Task StructuredMaxChunks VectorTopK VectorQueries (default) SbomMaxTimelineEntries SbomMaxDependencyPaths IncludeBlastRadius
Summary 25 5 Summarize key facts, What is impacted? 10 20 ✔
Conflict 30 6 Highlight conflicting statements, Where do sources disagree? 8 15 ✖
Remediation 35 6 Provide remediation steps, Outline mitigations and fixes 12 25 ✔

These knobs act as weighting levers: lower VectorTopK emphasises deterministic evidence; higher values favor breadth. StructuredMaxChunks bounds how many CSAF/OSV/VEX chunks reach the prompt, keeping token budgets predictable.

4. Token budgets

AdvisoryTaskBudget holds PromptTokens and CompletionTokens per task. Defaults:

Task Prompt tokens Completion tokens
Summary 2 048 512
Conflict 2 048 512
Remediation 2 048 640

Overwrite via AdvisoryAI:Tasks:Summary:Budget:PromptTokens, etc. The worker records actual consumption in the response metadata (inference.prompt_tokens, inference.completion_tokens).

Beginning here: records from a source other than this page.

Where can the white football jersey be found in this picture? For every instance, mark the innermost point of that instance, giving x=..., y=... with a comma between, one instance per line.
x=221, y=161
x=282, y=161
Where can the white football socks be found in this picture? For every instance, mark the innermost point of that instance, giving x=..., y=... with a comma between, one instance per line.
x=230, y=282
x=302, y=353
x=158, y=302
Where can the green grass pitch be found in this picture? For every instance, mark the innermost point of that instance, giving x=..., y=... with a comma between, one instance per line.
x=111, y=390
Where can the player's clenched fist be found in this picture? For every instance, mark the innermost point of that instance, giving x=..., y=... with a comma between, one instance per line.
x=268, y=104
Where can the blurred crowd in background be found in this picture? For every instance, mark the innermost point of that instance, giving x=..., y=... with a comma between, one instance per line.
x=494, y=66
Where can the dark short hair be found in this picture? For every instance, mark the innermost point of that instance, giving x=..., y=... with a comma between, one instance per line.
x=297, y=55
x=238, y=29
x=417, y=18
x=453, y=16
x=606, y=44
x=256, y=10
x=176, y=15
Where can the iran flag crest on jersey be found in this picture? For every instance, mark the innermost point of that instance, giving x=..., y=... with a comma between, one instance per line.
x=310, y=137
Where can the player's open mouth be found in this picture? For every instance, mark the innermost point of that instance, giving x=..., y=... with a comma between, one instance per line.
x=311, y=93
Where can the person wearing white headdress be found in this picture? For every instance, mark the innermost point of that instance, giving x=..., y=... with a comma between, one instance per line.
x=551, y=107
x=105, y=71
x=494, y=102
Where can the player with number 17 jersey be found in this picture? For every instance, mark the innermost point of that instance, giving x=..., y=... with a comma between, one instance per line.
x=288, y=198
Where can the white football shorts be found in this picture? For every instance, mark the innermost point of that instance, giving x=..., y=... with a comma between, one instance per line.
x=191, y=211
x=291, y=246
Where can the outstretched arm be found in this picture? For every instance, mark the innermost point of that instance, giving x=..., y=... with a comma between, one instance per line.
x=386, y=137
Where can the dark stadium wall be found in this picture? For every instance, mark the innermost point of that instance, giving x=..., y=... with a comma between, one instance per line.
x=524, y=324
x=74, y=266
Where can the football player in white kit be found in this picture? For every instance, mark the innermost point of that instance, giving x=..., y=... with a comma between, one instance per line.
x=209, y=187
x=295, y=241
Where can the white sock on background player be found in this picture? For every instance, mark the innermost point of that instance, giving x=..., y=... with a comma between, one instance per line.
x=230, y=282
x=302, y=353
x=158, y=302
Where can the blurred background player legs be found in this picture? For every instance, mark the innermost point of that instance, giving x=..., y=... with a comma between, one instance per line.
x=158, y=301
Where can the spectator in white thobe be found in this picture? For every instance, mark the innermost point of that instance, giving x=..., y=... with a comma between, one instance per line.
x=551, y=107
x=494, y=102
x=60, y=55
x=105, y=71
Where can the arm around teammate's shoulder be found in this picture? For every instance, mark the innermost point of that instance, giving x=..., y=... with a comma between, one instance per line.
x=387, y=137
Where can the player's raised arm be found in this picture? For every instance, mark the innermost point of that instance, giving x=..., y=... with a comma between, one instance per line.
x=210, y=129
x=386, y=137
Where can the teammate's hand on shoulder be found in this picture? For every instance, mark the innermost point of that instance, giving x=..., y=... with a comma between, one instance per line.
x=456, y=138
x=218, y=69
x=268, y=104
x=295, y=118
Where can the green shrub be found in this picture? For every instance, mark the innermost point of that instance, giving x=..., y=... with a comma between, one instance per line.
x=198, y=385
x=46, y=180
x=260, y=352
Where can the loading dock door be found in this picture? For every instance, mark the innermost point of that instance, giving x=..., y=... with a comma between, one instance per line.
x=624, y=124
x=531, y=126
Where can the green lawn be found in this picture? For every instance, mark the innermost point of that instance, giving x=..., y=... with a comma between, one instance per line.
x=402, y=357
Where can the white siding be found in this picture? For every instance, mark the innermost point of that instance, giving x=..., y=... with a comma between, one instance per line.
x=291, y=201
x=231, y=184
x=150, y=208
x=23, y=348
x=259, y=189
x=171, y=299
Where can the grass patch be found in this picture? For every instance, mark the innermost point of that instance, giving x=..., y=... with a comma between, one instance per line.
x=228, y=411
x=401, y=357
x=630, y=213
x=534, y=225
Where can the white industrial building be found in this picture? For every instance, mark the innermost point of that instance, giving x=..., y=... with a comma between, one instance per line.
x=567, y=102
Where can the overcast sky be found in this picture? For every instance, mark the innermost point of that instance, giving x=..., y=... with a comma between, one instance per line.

5. Cache TTLs & queue directories

  • Plan cache TTLs – In-memory and file-system caches honour AdvisoryAI:PlanCache:DefaultTimeToLive (default 10 minutes) and CleanupInterval (default 5 minutes). Shorten the TTL to reduce stale plans or increase it to favour offline reuse. Both values accept ISO 8601 or hh:mm:ss time spans.
  • Queue & storage paths – AdvisoryAI:Queue:DirectoryPath, AdvisoryAI:Storage:PlanCacheDirectory, and AdvisoryAI:Storage:OutputDirectory default to data/advisory-ai/{queue,plans,outputs} under the content root; override these when mounting RWX volumes in sovereign clusters.
  • Output TTLs – Output artefacts inherit the host file-system retention policies. Combine DefaultTimeToLive with a cron or systemd timer to prune outputs/ periodically when operating in remote-inference-heavy environments.

Example: raised TTL & custom queue path

{
  "AdvisoryAI": {
    "PlanCache": {
      "DefaultTimeToLive": "00:20:00",
      "CleanupInterval": "00:05:00"
    },
    "Queue": {
      "DirectoryPath": "/var/lib/advisory-ai/queue"
    }
  }
}

6. Operational notes

  • Updating guardrail phrases triggers only on host reload. When distributing blocked-phrase files via Offline Kits, keep filenames stable and version them through Git so QA can diff changes.
  • Temperature / sampling remains a remote-provider concern. StellaOps records the provider’s modelId and exposes fallback metadata so policy authors can audit when sanitized prompts were returned instead of model output.
  • Always track changes in docs/implplan/SPRINT_0111_0001_0001_advisoryai.md (task DOCS-AIAI-31-006) when promoting this document so the guild can trace which parameters were added per sprint.